Осенью Шагал и Вирджиния поехали с Идой и Ги в Венецию, где Шагала больше всего взволновали плывущие персонажи Тинторетто в огромном «Раю» – Дворце дожей. В один из вечеров квартет гостей из Франции отвезли в личной гондоле Пегги Гуггенхайм в Ла Фениче слушать «Дон Жуана». Однако под внешним благополучием уже назревало напряжение. Вирджиния не могла не замечать страстных отношений между Идой и Ги и сравнивала их со своими: «Как пара мы были более романтичными, чем чувственными, и наши удовольствия были совсем простыми. Чувственность Марка уходила в его картины, моя же из-за моего несчастливого брака все еще развивалась».
В октябре в Оржевале, в большом, нелепо устроенном доме было холодно, и даже в конце апреля Шагал все еще жаловался на холод. Вирджиния огорчилась, узнав, что в этом доме во время войны, при немцах, проводились допросы. Участников Сопротивления казнили в конюшнях, которые они теперь использовали как гараж для их «Пежо». Шагал чувствовал себя утомленным и грезил о юге. Близкое присутствие детей доводило его до безумия, этого он выдержать не мог. Давид был требовательным ребенком, восьмилетняя Джин, переименованная в Жанну Шагал, пытавшаяся учить французский и приспособиться к деревенской школе, была девочкой нервной и непредсказуемой. По приезде в Оржеваль Джин впала в отчаяние, когда обнаружила, что Ида, отвечавшая за отбор и упаковку имущества в Хай Фоллс для переезда во Францию, выбросила все ее игрушки. Ида, осознав свою ошибку, кинулась в раскаянии в самый дорогой игрушечный магазин Парижа и вернулась в Оржеваль с новыми, сверкающими игрушками, но игрушки были «совсем не те!» Фотографии, сделанные весной 1949 года, которые, как предполагалось, идеализировали семейную жизнь – на террасе семейство пьет чай с пирожными за столом, покрытым клетчатой скатертью, – на самом деле представляют собой памятник страданиям. Черты лица Шагала напряжены донельзя, он выглядит так, будто хотел бы оказаться в другом месте, а угрюмая Вирджиния, глядящая на него тревожным взглядом, отклоняется от рядом сидящей Джин, и только трехлетний Давид играет перед камерой.

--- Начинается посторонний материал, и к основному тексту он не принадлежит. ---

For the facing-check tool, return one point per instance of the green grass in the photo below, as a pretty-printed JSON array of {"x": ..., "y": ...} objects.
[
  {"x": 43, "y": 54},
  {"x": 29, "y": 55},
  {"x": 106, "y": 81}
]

«Мой Давид… это поэзия, стихи, картина, которую не сделать на холсте. Его мать тоже неплоха. Та же невинная душа, с этим ничего не поделать», – писал Шагал Опатошу в мае. Он все еще находил Вирджинию привлекательной, сравнивал ее красоту и гибкость с пальмой, и она, со своей стороны, отмечала, что «Марк становится все более и более красивым. Пучки волос на его выступающих скулах стали почти белыми, это смягчило его лицо. Контуры его верхней губы были нечеткими, постоянно изменяющимися, но его нижняя губа была твердой и слегка выдающейся, как выступ, вырезанный в скале. Это показывало силу и решительность, но также разоблачало более трудную черту характера – недоверчивость, немилосердность. Его улыбка обладала удивительной силой озарять изнутри черты его лица, производя ослепляющий эффект новой луны: [свет] … внезапно распространялся по всему лицу».
Магнетизм все еще присутствовал в нем, но чувствовалось, что вскоре его будет недостаточно. С первых дней их отношений письма Шагала к Опатошу были способом выразить смесь удовольствия, раздражения и откровенного удивления от тех характерных черт Вирджинии, которые для Шагала являлись квинтэссенцией «не еврейства»: ее упрощенное отношение к жизни, крепкое здоровье, близость к природе, оптимизм и беззаботность. Шагал признавался Опатошу, что завидует ему, жувущему среди евреев в Америке. Изолированный от еврейства во Франции, он все больше писем писал на идише, что стало способом сохранения еврейского самосознания, выражения преданности Белле, окружению и воспоминаниям, куда Вирджиния не могла за ним последовать.
Когда Шагал писал по-французски, он становился другим человеком. Если на идише он предавался ностальгии и скорби, то как француз он становился натурой сложной, элегантной, радовавшейся интеллектуальному вниманию при встречах с другими художниками и общественному признанию.